Create a NeMoMicroservices client instance using the base URL of the NIM Proxy microservice and perform the task as follows.

import os
from nemo_microservices import NeMoMicroservices

client = NeMoMicroservices(base_url=os.environ["NEMO_BASE_URL"], inference_base_url=os.environ["NIM_PROXY_BASE_URL"])

response = client.chat.completions.create(
    model="meta/llama-3.1-8b-instruct",
    messages=[{"role": "user", "content": "what can you do?"}],
    temperature=0.7,
    max_tokens=100,
    stream=False,
)
for chunk in response:
    print(chunk)

Make a POST request to the /v1/chat/completions endpoint.

For more details on the request body, refer to the NIM for LLMs API reference and find the API named the same as v1/chat/completions. The NIM Proxy API endpoint routes your requests to the NIM for LLMs microservice.

curl -X POST \
  "${NIM_PROXY_BASE_URL}/v1/chat/completions" \
  -H 'accept: application/json' \
  -H 'Content-Type: application/json' \
  -d '{
    "model": "meta/llama-3.1-8b-instruct",
    "messages": [
        {
            "role":"user",
            "content":"Hello!

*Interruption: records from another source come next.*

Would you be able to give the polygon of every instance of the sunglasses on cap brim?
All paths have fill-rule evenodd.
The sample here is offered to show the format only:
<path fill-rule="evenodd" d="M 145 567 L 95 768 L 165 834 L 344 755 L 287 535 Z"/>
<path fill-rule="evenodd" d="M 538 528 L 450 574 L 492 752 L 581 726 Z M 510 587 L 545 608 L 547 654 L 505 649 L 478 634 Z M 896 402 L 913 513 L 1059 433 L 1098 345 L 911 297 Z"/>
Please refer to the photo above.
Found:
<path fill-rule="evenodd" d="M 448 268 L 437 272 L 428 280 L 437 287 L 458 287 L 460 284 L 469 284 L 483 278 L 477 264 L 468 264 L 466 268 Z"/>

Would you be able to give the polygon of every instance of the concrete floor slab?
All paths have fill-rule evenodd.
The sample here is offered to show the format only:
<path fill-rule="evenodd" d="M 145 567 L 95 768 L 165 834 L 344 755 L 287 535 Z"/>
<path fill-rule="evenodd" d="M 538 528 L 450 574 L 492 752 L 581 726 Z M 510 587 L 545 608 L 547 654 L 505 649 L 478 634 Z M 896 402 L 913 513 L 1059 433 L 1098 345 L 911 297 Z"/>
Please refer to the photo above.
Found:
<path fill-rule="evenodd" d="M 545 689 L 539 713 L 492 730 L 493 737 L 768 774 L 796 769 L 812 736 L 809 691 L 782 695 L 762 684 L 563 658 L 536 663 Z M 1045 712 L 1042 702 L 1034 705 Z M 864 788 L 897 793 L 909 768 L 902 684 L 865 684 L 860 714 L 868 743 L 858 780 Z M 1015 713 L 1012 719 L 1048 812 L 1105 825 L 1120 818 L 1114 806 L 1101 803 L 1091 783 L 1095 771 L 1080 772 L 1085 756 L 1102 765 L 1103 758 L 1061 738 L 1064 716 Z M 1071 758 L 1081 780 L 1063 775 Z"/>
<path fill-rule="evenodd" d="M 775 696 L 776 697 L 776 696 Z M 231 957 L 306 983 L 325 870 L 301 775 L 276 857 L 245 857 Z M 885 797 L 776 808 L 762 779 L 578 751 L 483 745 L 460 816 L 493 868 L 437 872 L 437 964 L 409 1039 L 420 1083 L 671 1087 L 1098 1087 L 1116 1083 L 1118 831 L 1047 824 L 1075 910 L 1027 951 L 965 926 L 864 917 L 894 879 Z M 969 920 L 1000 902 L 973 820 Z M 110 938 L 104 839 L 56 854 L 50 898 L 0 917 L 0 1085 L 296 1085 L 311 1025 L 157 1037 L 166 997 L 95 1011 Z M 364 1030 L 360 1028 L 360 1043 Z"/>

How are you?"
        }
    ],
    "max_tokens": 32
  }' | jq
Example Response
{
  "id": "chatcmpl-123",
  "object": "chat.completion",
  "created": 1677652288,
  "model": "meta/llama-3.1-8b-instruct",
  "choices": [
    {
      "index": 0,
      "message": {
        "role": "assistant",
        "content": "I'm doing well, thank you for asking! How can I help you today?"
      },
      "finish_reason": "stop"
    }
  ],
  "usage": {
    "prompt_tokens": 15,
    "completion_tokens": 12,
    "total_tokens": 27
  }
}

You can deploy multiple NIM in the same manner, as long as you have enough GPU resources. You can access all the deployed NIM through the NIM Proxy microservice under the nim.test host name. If you don’t have enough GPUs, you may need to remove a NIM. For example, if you have one GPU available for inference, you need to remove the deployed NIM before deploying another. To delete a deployed NIM microservice, follow the instructions at Delete Deployed Models.